Elle raccrocha avant de chercher le prénom de la nounou de Suzanne parmi les derniers messages envoyés. Soudain, ses yeux tombèrent sur le prénom de son homologue. La tentation était grande… Trop grande… Et quelque peu honteuse, la blonde finit par cliquer dessus et s'empressa de lire leurs échanges. Des discussions professionnelles, quelques photos envoyées et des émojis équivoques… C'était clair, avec ces tournures de phrases, Élodie avait des vues sur son supérieur. Mais les réponses d'Antoine la faisaient sourire. Et Candice se rendait compte qu'il n'avait vraiment rien compris à ses intentions… Elle hocha négativement la tête, commençant à espérer qu'Élodie ne revienne pas à la charge. Sinon, ce serait elle qui mettrait les choses au clair avec elle…
Candice quitta cette conversation et ouvrit celle avec Julie et leur dernier échange de sms confirmait qu'elle en avait la garde. Alors elle cliqua sur son nom et colla le portable à son oreille.
« Allô ?
- Euh… Bonjour… Vous êtes Julie ? demanda-t-elle quelque peu gênée.
- Euh oui… C'est pas Antoine… constata-t-elle.
- Non ! Voilà en fait, c'est Candice je… je suis son… sa… enfin je vous appelle parce qu'Antoine a eu un petit accident au travail et il pourra pas s'occuper de sa fille ce soir…
- Ah bon ? Mais rien de grave ?
- Non… Rien de grave… Mais ils vont le garder cette nuit je pense… Est-ce que vous pourriez déposer Suzanne chez moi en fin de journée ?
- Mais il est d'accord ? Parce que je voudrais pas d'ennuis…
- Vous n'en aurez pas… Je vais prévenir ma fille et… elle vous attendra pour 18h, d'accord ?
- Ok !
- Et pour Suzanne, vous direz que son père fait des heures supp au travail… Pas besoin de l'inquiéter avec ça…
- Très bien.
- Je vais vous envoyer mon numéro et je vous communiquerai l'adresse… Si y a un souci, contactez-moi directement.

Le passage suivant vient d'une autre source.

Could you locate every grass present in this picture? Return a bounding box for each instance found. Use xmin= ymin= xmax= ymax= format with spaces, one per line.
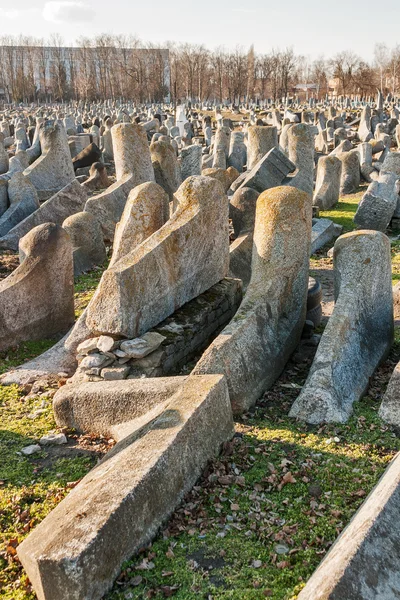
xmin=320 ymin=187 xmax=366 ymax=233
xmin=106 ymin=344 xmax=400 ymax=600
xmin=0 ymin=386 xmax=95 ymax=600
xmin=0 ymin=184 xmax=400 ymax=600
xmin=75 ymin=260 xmax=109 ymax=318
xmin=0 ymin=339 xmax=56 ymax=375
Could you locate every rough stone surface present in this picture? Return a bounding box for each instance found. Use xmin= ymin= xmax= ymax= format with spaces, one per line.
xmin=227 ymin=131 xmax=247 ymax=173
xmin=87 ymin=176 xmax=229 ymax=338
xmin=0 ymin=310 xmax=91 ymax=385
xmin=337 ymin=150 xmax=360 ymax=194
xmin=310 ymin=219 xmax=343 ymax=254
xmin=150 ymin=141 xmax=182 ymax=201
xmin=0 ymin=180 xmax=87 ymax=250
xmin=181 ymin=144 xmax=202 ymax=181
xmin=85 ymin=123 xmax=155 ymax=241
xmin=229 ymin=187 xmax=259 ymax=289
xmin=247 ymin=125 xmax=278 ymax=171
xmin=24 ymin=121 xmax=75 ymax=199
xmin=110 ymin=182 xmax=169 ymax=265
xmin=285 ymin=123 xmax=315 ymax=195
xmin=313 ymin=156 xmax=342 ymax=210
xmin=21 ymin=376 xmax=234 ymax=600
xmin=241 ymin=148 xmax=296 ymax=193
xmin=298 ymin=456 xmax=400 ymax=600
xmin=0 ymin=223 xmax=74 ymax=351
xmin=193 ymin=187 xmax=312 ymax=413
xmin=62 ymin=212 xmax=107 ymax=277
xmin=379 ymin=363 xmax=400 ymax=427
xmin=354 ymin=152 xmax=400 ymax=232
xmin=290 ymin=231 xmax=393 ymax=423
xmin=71 ymin=278 xmax=242 ymax=383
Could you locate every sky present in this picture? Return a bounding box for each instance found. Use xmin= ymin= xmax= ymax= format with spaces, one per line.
xmin=0 ymin=0 xmax=400 ymax=60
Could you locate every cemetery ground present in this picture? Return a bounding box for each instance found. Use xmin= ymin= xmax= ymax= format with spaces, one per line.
xmin=0 ymin=188 xmax=400 ymax=600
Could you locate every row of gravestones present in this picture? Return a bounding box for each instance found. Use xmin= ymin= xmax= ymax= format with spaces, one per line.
xmin=0 ymin=105 xmax=398 ymax=599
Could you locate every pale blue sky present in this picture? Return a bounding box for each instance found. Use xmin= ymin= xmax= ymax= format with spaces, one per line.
xmin=0 ymin=0 xmax=400 ymax=60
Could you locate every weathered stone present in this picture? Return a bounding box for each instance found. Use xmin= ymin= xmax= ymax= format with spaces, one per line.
xmin=0 ymin=133 xmax=9 ymax=175
xmin=24 ymin=121 xmax=75 ymax=200
xmin=337 ymin=150 xmax=360 ymax=194
xmin=77 ymin=337 xmax=100 ymax=355
xmin=0 ymin=180 xmax=87 ymax=250
xmin=110 ymin=182 xmax=169 ymax=265
xmin=82 ymin=162 xmax=111 ymax=192
xmin=87 ymin=176 xmax=229 ymax=338
xmin=150 ymin=142 xmax=182 ymax=201
xmin=201 ymin=167 xmax=232 ymax=192
xmin=0 ymin=223 xmax=74 ymax=351
xmin=193 ymin=187 xmax=312 ymax=413
xmin=284 ymin=123 xmax=314 ymax=196
xmin=0 ymin=179 xmax=8 ymax=217
xmin=279 ymin=123 xmax=296 ymax=154
xmin=181 ymin=144 xmax=202 ymax=181
xmin=290 ymin=231 xmax=393 ymax=423
xmin=247 ymin=125 xmax=278 ymax=171
xmin=212 ymin=148 xmax=227 ymax=170
xmin=214 ymin=127 xmax=231 ymax=160
xmin=102 ymin=119 xmax=114 ymax=162
xmin=313 ymin=156 xmax=342 ymax=210
xmin=379 ymin=363 xmax=400 ymax=427
xmin=229 ymin=187 xmax=260 ymax=236
xmin=354 ymin=152 xmax=400 ymax=232
xmin=21 ymin=444 xmax=42 ymax=456
xmin=72 ymin=142 xmax=101 ymax=171
xmin=310 ymin=219 xmax=343 ymax=254
xmin=85 ymin=123 xmax=155 ymax=241
xmin=241 ymin=148 xmax=296 ymax=193
xmin=298 ymin=456 xmax=400 ymax=600
xmin=101 ymin=367 xmax=130 ymax=381
xmin=40 ymin=433 xmax=68 ymax=446
xmin=0 ymin=172 xmax=39 ymax=237
xmin=227 ymin=131 xmax=247 ymax=173
xmin=120 ymin=332 xmax=166 ymax=358
xmin=21 ymin=376 xmax=233 ymax=600
xmin=62 ymin=212 xmax=107 ymax=277
xmin=358 ymin=104 xmax=373 ymax=142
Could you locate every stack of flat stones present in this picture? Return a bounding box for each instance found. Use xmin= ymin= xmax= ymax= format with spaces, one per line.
xmin=69 ymin=277 xmax=242 ymax=383
xmin=74 ymin=332 xmax=166 ymax=381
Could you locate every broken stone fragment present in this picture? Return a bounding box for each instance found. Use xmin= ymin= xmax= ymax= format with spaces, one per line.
xmin=40 ymin=433 xmax=68 ymax=446
xmin=101 ymin=367 xmax=130 ymax=381
xmin=97 ymin=335 xmax=116 ymax=353
xmin=21 ymin=444 xmax=41 ymax=456
xmin=121 ymin=332 xmax=166 ymax=358
xmin=79 ymin=353 xmax=111 ymax=369
xmin=77 ymin=337 xmax=100 ymax=355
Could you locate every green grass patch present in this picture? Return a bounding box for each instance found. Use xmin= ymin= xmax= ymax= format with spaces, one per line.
xmin=320 ymin=187 xmax=365 ymax=233
xmin=0 ymin=339 xmax=57 ymax=375
xmin=0 ymin=386 xmax=95 ymax=600
xmin=75 ymin=260 xmax=109 ymax=318
xmin=106 ymin=335 xmax=399 ymax=600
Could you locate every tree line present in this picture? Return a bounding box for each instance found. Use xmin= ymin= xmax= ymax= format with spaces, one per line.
xmin=0 ymin=34 xmax=400 ymax=104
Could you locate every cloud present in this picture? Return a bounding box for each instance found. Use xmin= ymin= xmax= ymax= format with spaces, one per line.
xmin=0 ymin=8 xmax=22 ymax=19
xmin=232 ymin=8 xmax=256 ymax=13
xmin=0 ymin=8 xmax=39 ymax=20
xmin=42 ymin=0 xmax=95 ymax=23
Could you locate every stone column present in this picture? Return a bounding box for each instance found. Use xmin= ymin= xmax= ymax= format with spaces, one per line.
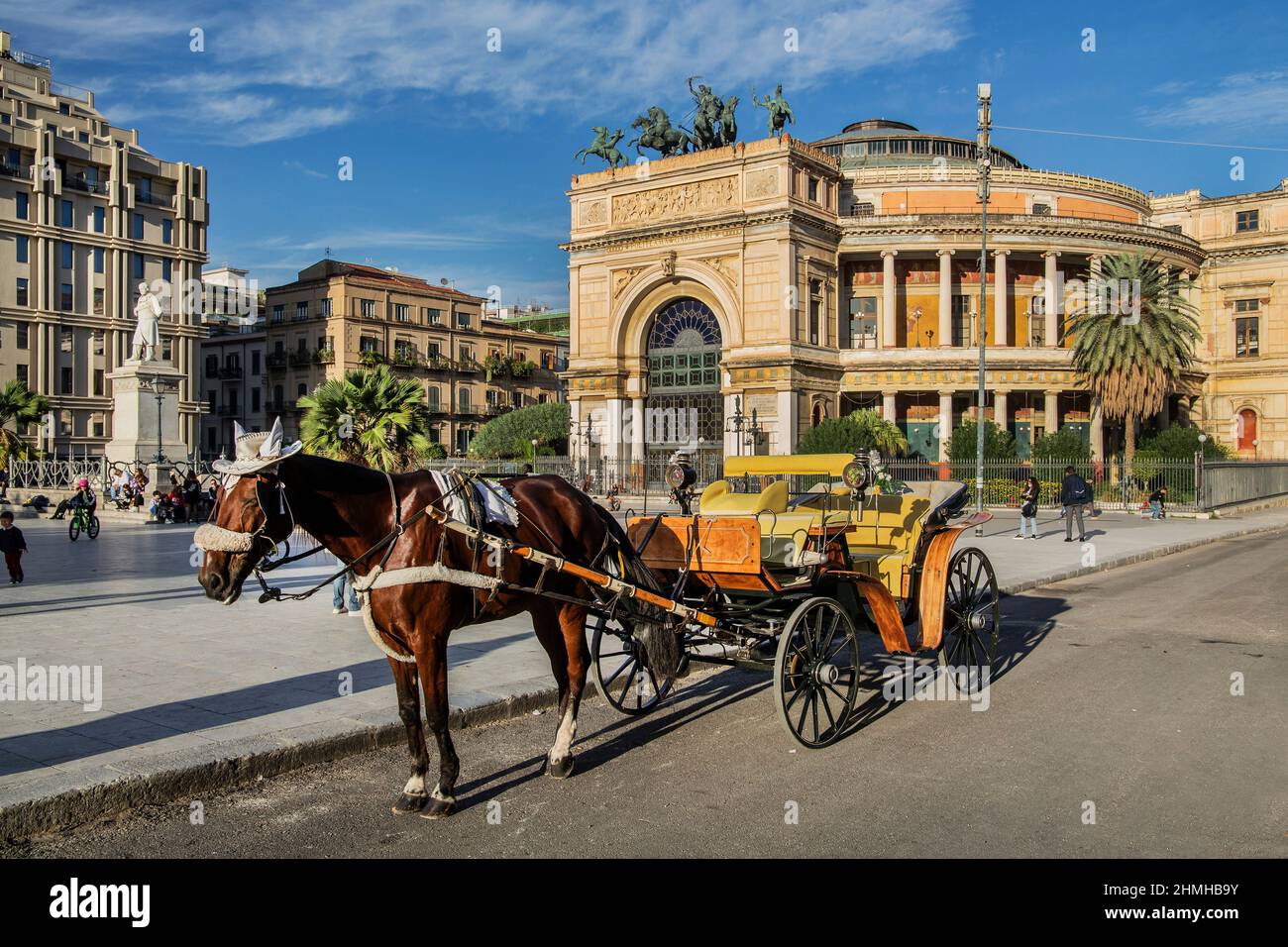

- Ok. Vous lui souhaiterez un bon rétablissement de ma part alors. Bon courage !
- Merci Julie. »
Candice raccrocha et fixa son ex-compagnon d'un grand sourire. Elle reposa le téléphone sur la table de nuit et remit ses cheveux bruns en ordre avant de s'autoriser une pause à la cafétéria de l'hôpital. Ses collègues avaient déserté le hall, se rendant au commissariat pour s'affairer à la paperasse. Tâche subsidiaire pour la commandante… La priorité était pour l'instant de veiller sur celui qu'elle aimait. Alors elle contemplait le distributeur, tergiversant sur le choix du biscuit et finalement… opta pour une douceur au chocolat, plutôt efficace contre l'amertume… songeait-elle en récupérant son gâteau. Ce fut au tour de la machine à café de subir l'hésitation de Candice… Café ? Thé doux ? Chocolat ? Le choix était difficile… Mais pleinement consciente que la journée s'annonçait encore longue, la commandante se résigna à la caféine. Munie de son petit gobelet, elle se redirigea vers la chambre 122 et ouvrit la porte silencieusement. Elle ne tarda pas à apercevoir son partenaire, la main placée sur son front.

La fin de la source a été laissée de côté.